Yoruhi nodded his head but wondered why, even if he was a good kid, would anyone let a stranger’s child roam around freely. He was thankful for the trust however, and began to explore the long halls of the estate while Tatsuko’s father slid open the doors to the room in front of them.

Seeing how much smaller he was compared to everything was a bit disorienting to Yoruhi at first. It hadn’t been as disorienting as it was until now, because almost everything he had seen so far up to this point was abnormally sized, from the trees to the spaciousness of the dojo. But now that he was in a more homey environment that he was used to, seeing things such as an ordinary dresser being taller than him, made him feel very short.

As he explored the house, he felt a sense of fun and childlike adventure. To him, the place felt like an unexplored maze with many rooms that he didn’t know the purpose of, and it was very entertaining trying to guess and explore them all.

Eventually, he ended up back where he started, right at the elevator in front of the large doors. There, the voice of Tatsuko’s father caught his attention.

“...the boy’s parents are dead.”

Yoruhi froze.

What? He wondered, pressing his body against the door to eavesdrop.

“But that is no fault of our own, Hayate,” a female voice said. It sounded soft and serene but also calculating and precise.

“You know it is. As one of the heads of the Sakura Noble Family, we oversee this jurisdiction of Hanamichi, and that includes the forests that extend around the city. We send out patrols to clear out the malevolent spirits that sneak out of the spirit realm for a reason. That woman… based on the signs of her dissipating magicules, had been attacked by spirits before her death. It is a miracle that the boy even survived, but even so he retains no memories of the incident. We have failed them, Mizuki.”

A short silence fell in the room, giving Yoruhi a chance to process everything that had just been said.

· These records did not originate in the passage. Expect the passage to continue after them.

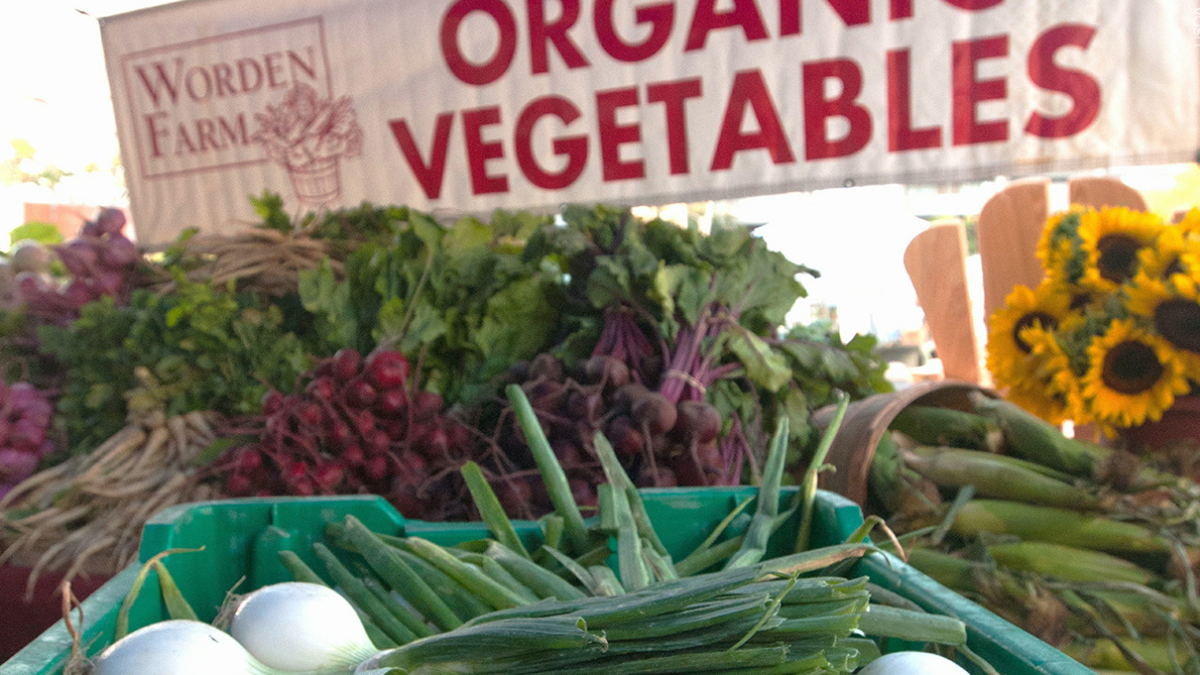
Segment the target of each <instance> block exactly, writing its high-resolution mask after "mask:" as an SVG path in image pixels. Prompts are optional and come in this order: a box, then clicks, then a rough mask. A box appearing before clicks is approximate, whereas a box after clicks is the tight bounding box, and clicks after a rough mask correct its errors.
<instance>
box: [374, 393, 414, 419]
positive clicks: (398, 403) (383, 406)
mask: <svg viewBox="0 0 1200 675" xmlns="http://www.w3.org/2000/svg"><path fill="white" fill-rule="evenodd" d="M374 410H376V412H377V413H379V414H380V416H383V417H390V416H396V414H401V413H403V412H404V411H406V410H408V394H406V393H404V390H403V389H384V392H383V393H382V394H379V398H378V399H376V407H374Z"/></svg>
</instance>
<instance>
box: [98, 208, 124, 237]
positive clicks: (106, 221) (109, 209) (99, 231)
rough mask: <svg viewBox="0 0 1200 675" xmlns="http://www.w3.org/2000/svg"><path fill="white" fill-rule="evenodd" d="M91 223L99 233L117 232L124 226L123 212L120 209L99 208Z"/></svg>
mask: <svg viewBox="0 0 1200 675" xmlns="http://www.w3.org/2000/svg"><path fill="white" fill-rule="evenodd" d="M92 223H94V225H95V226H96V229H97V231H98V233H100V234H118V233H120V232H121V228H124V227H125V213H124V211H121V210H120V209H101V210H100V214H98V215H97V216H96V220H95V221H92Z"/></svg>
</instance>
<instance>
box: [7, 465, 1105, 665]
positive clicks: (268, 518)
mask: <svg viewBox="0 0 1200 675" xmlns="http://www.w3.org/2000/svg"><path fill="white" fill-rule="evenodd" d="M793 491H794V488H793V489H786V490H785V492H784V495H782V498H785V500H786V498H790V497H791V496H792V494H793ZM754 494H755V489H752V488H713V489H674V490H644V491H643V492H642V495H643V500H644V501H646V508H647V512H648V513H649V515H650V519H652V521H653V522H654V526H655V530H656V531H658V533H659V536H660V538H661V539H662V543H664V544H665V545H666V546H667V549H668V550H670V551H671V552H672V555H674V556H677V557H682V556H683V555H686V554H688V552H690V551H691V550H694V549H695V548H696V546H697V545H698V544H700V543H701V542H703V539H704V538H706V537H707V536H708V533H709V532H710V531H712V528H713V527H714V526H715V525H716V524H718V522H720V520H721V519H724V518H725V516H726V515H727V514H728V513H730V510H731V509H732V508H733V507H734V506H736V504H737V503H739V502H740V501H742V500H745V498H746V497H750V496H752V495H754ZM748 510H749V509H748ZM348 514H353V515H354V516H355V518H358V519H359V520H361V521H362V522H364V524H365V525H366V526H367V527H370V528H372V530H374V531H377V532H384V533H395V534H415V536H420V537H424V538H427V539H430V540H433V542H436V543H439V544H443V545H450V544H456V543H460V542H464V540H469V539H480V538H485V537H487V536H488V534H487V530H486V528H485V527H484V526H482V524H479V522H437V524H436V522H424V521H419V520H407V519H404V518H403V516H401V515H400V514H398V513H397V512H396V510H395V509H394V508H392V507H391V506H390V504H389V503H388V502H385V501H384V500H383V498H380V497H374V496H364V497H307V498H292V497H282V498H257V500H229V501H220V502H204V503H198V504H184V506H179V507H174V508H170V509H167V510H164V512H162V513H160V514H158V515H156V516H155V518H154V519H152V520H151V521H150V522H149V524H148V525H146V526H145V530H144V532H143V537H142V550H140V557H142V560H143V561H144V560H148V558H149V557H151V556H152V555H155V554H157V552H160V551H163V550H167V549H176V548H200V546H203V548H204V550H203V551H200V552H188V554H179V555H173V556H168V557H167V558H166V565H167V567H168V569H170V573H172V575H173V577H174V578H175V581H176V583H178V585H179V587H180V590H181V591H182V592H184V596H185V597H186V598H187V601H188V602H190V603H191V604H192V607H193V608H194V609H196V611H197V614H199V615H200V619H202V620H204V621H211V620H212V619H214V617H215V616H216V613H217V609H218V608H220V605H221V603H222V602H223V601H224V597H226V593H227V592H228V591H229V590H230V589H233V587H234V586H235V585H238V584H239V581H240V583H241V585H240V586H239V590H240V591H242V592H245V591H248V590H251V589H256V587H259V586H263V585H266V584H272V583H276V581H283V580H289V577H288V574H287V572H286V571H284V569H283V567H282V566H281V565H280V563H278V558H277V555H276V554H277V551H280V550H293V551H295V552H296V554H299V555H300V556H301V557H304V558H305V561H306V562H308V563H310V565H311V566H312V567H313V568H314V569H318V571H319V569H323V566H320V565H319V563H318V562H317V561H316V558H314V556H313V555H312V554H311V548H312V543H313V542H317V540H322V539H323V531H324V525H325V524H328V522H331V521H336V520H341V519H342V518H344V516H346V515H348ZM744 518H746V519H748V518H749V516H746V515H744ZM862 522H863V514H862V512H860V510H859V508H858V506H857V504H854V503H853V502H851V501H847V500H845V498H844V497H840V496H838V495H834V494H832V492H824V491H821V492H818V494H817V502H816V513H815V519H814V528H812V544H814V545H828V544H835V543H841V542H844V540H845V539H846V538H847V537H848V536H850V534H851V533H852V532H854V530H856V528H858V526H859V525H862ZM514 525H515V526H516V530H517V532H518V534H520V536H521V537H522V538H524V539H526V540H527V543H533V542H535V539H536V537H539V534H540V532H539V530H538V526H536V524H533V522H528V521H518V522H515V524H514ZM796 527H797V519H794V518H793V519H792V521H790V522H788V524H787V525H785V527H784V528H782V530H781V531H780V532H778V533H776V536H775V537H773V539H772V544H773V546H778V548H776V549H775V550H768V555H769V556H772V555H781V554H785V552H788V551H786V550H784V545H785V543H788V542H794V538H796ZM139 567H140V566H139V565H133V566H131V567H130V568H127V569H125V571H124V572H121V573H120V574H119V575H116V577H114V578H113V579H112V580H110V581H108V583H107V584H106V585H104V586H102V587H101V589H100V590H97V591H96V592H95V593H94V595H92V596H91V597H89V598H88V599H86V601H85V602H84V604H83V609H84V619H85V623H84V626H83V644H84V645H91V649H90V650H89V651H90V652H96V651H98V650H100V649H101V647H102V646H104V645H107V644H108V643H109V641H112V637H113V631H114V627H115V623H116V614H118V610H119V609H120V605H121V603H122V602H124V599H125V596H126V595H127V593H128V590H130V587H131V586H132V584H133V579H134V577H137V574H138V569H139ZM851 574H852V575H854V574H866V575H869V577H870V578H871V580H872V581H874V583H876V584H878V585H880V586H883V587H884V589H888V590H890V591H894V592H896V593H899V595H900V596H902V597H905V598H908V599H911V601H913V602H916V603H917V604H919V605H920V607H923V608H924V609H926V610H929V611H931V613H936V614H944V615H950V616H956V617H958V619H960V620H961V621H964V622H965V623H966V626H967V634H968V644H970V646H971V649H972V650H974V651H976V652H977V653H978V655H979V656H982V657H983V658H985V659H988V661H989V662H990V663H991V664H992V665H994V667H995V668H996V669H997V670H998V671H1000V673H1003V674H1004V675H1034V674H1055V675H1087V674H1091V673H1092V670H1090V669H1087V668H1085V667H1084V665H1081V664H1079V663H1078V662H1075V661H1073V659H1072V658H1069V657H1067V656H1066V655H1063V653H1062V652H1060V651H1057V650H1055V649H1052V647H1050V646H1049V645H1046V644H1045V643H1043V641H1040V640H1038V639H1037V638H1033V637H1032V635H1030V634H1028V633H1025V632H1024V631H1021V629H1019V628H1016V627H1014V626H1013V625H1010V623H1008V622H1006V621H1003V620H1002V619H1000V617H997V616H996V615H994V614H991V613H990V611H988V610H985V609H983V608H982V607H979V605H977V604H974V603H972V602H970V601H967V599H965V598H962V597H961V596H959V595H958V593H954V592H953V591H949V590H948V589H946V587H943V586H941V585H938V584H937V583H935V581H934V580H932V579H930V578H929V577H925V575H924V574H922V573H919V572H917V571H916V569H913V568H912V567H908V566H907V565H905V563H902V562H901V561H900V560H899V558H895V557H893V556H888V555H872V556H869V557H866V558H863V560H862V561H859V562H858V563H857V566H856V568H854V569H852V571H851ZM0 615H2V609H0ZM166 617H167V614H166V610H164V608H163V607H162V605H161V601H160V599H158V597H157V585H156V584H154V583H148V585H146V590H145V592H143V593H142V596H140V597H139V598H138V602H137V603H136V604H134V605H133V610H132V611H131V615H130V628H131V629H134V628H138V627H142V626H146V625H149V623H152V622H156V621H161V620H164V619H166ZM70 652H71V637H70V635H68V634H67V632H66V628H65V626H64V625H62V622H61V621H60V622H59V623H58V625H56V626H54V627H53V628H50V629H49V631H47V632H46V633H43V634H42V635H41V637H38V638H37V639H36V640H34V641H32V643H30V644H29V645H28V646H26V647H25V649H23V650H22V651H20V652H18V653H17V655H14V656H13V657H12V658H11V659H10V661H7V662H6V663H4V664H2V665H0V675H58V674H60V673H61V671H62V667H64V665H65V664H66V661H67V658H68V657H70ZM968 668H970V667H968Z"/></svg>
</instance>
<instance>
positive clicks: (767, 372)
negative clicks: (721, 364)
mask: <svg viewBox="0 0 1200 675" xmlns="http://www.w3.org/2000/svg"><path fill="white" fill-rule="evenodd" d="M730 330H731V331H732V333H733V336H732V337H731V339H730V350H731V351H732V352H733V353H734V356H737V357H738V360H740V362H742V364H743V365H745V368H746V376H748V377H750V380H751V381H752V382H754V383H755V384H758V386H761V387H763V388H766V389H767V390H768V392H778V390H779V388H780V387H782V386H784V384H787V381H788V380H791V378H792V369H791V368H788V365H787V359H786V358H784V354H781V353H779V352H776V351H774V350H772V348H770V345H768V344H767V342H764V341H763V340H762V337H758V336H757V335H755V334H754V333H750V331H749V330H746V329H745V328H743V327H740V325H733V327H731V328H730Z"/></svg>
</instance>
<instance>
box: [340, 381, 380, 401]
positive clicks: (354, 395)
mask: <svg viewBox="0 0 1200 675" xmlns="http://www.w3.org/2000/svg"><path fill="white" fill-rule="evenodd" d="M376 396H377V393H376V388H374V387H372V386H371V383H370V382H367V381H366V380H362V378H359V377H355V378H353V380H350V381H349V382H348V383H347V384H346V400H347V401H348V402H349V404H350V405H352V406H354V407H359V408H367V407H371V404H373V402H374V400H376Z"/></svg>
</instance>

My parents… are dead? he thought.

He never knew his parents in this world, but even so he felt that some part of himself had been lost. For the first time since he got here, he thought back to his real parents, the ones in the old world. He never liked them, but he wondered if they were grieving right now. He wondered if he would grieve them if they were the ones who had died instead.

“I know… that you fault yourself so easily,” Mizuki said, “but not everyone can be saved.”

“Then let me at least make it up to the ones I can’t.”

Another short silence fell before Mizuki said, “fine. At least let me see the boy.”

Yoruhi heard the sound of footsteps approaching and he attempted to scramble away, but for some reason, couldn’t find the strength in his legs to do so.

The door slid open before he could even move, and the two speakers in the room stared at him in surprise.

“Are you… ok?” Tatsuko’s father, Hayate asked before kneeling down.

Ok? Of course I’m o— Yoruhi froze as the man’s finger brushed off a stray tear that had been falling from his eyes.

I’m… crying…?

He had been crying without knowing it.

It was mostly obvious that a parent and their child would grieve for each other when the other died, but what about if the relationship between each other was strained? The answer, for Yoruhi at least, was yes.

The idea that he would never see his parents again, and that he had no parents in this world either, took a toll on the small child’s heart. He had never felt this alone in the world before; it was a level of loneliness he had never reached.

He realized he had been completely severed from the one group of people he took for granted—the people that he always had no matter how many friends he lost and how many times they moved: his parents. Sure, he hated them, but at least he had them, and he never realized how much just having their presence in his life meant to him until now.

And so when Hayate reached out to hug the poor lonely boy who never knew or acknowledged the love of his parents, the boy cried. 

It was a warmth he hadn’t felt in forever; a feeling of safety that took the boy back to a time when everything was alright about the world.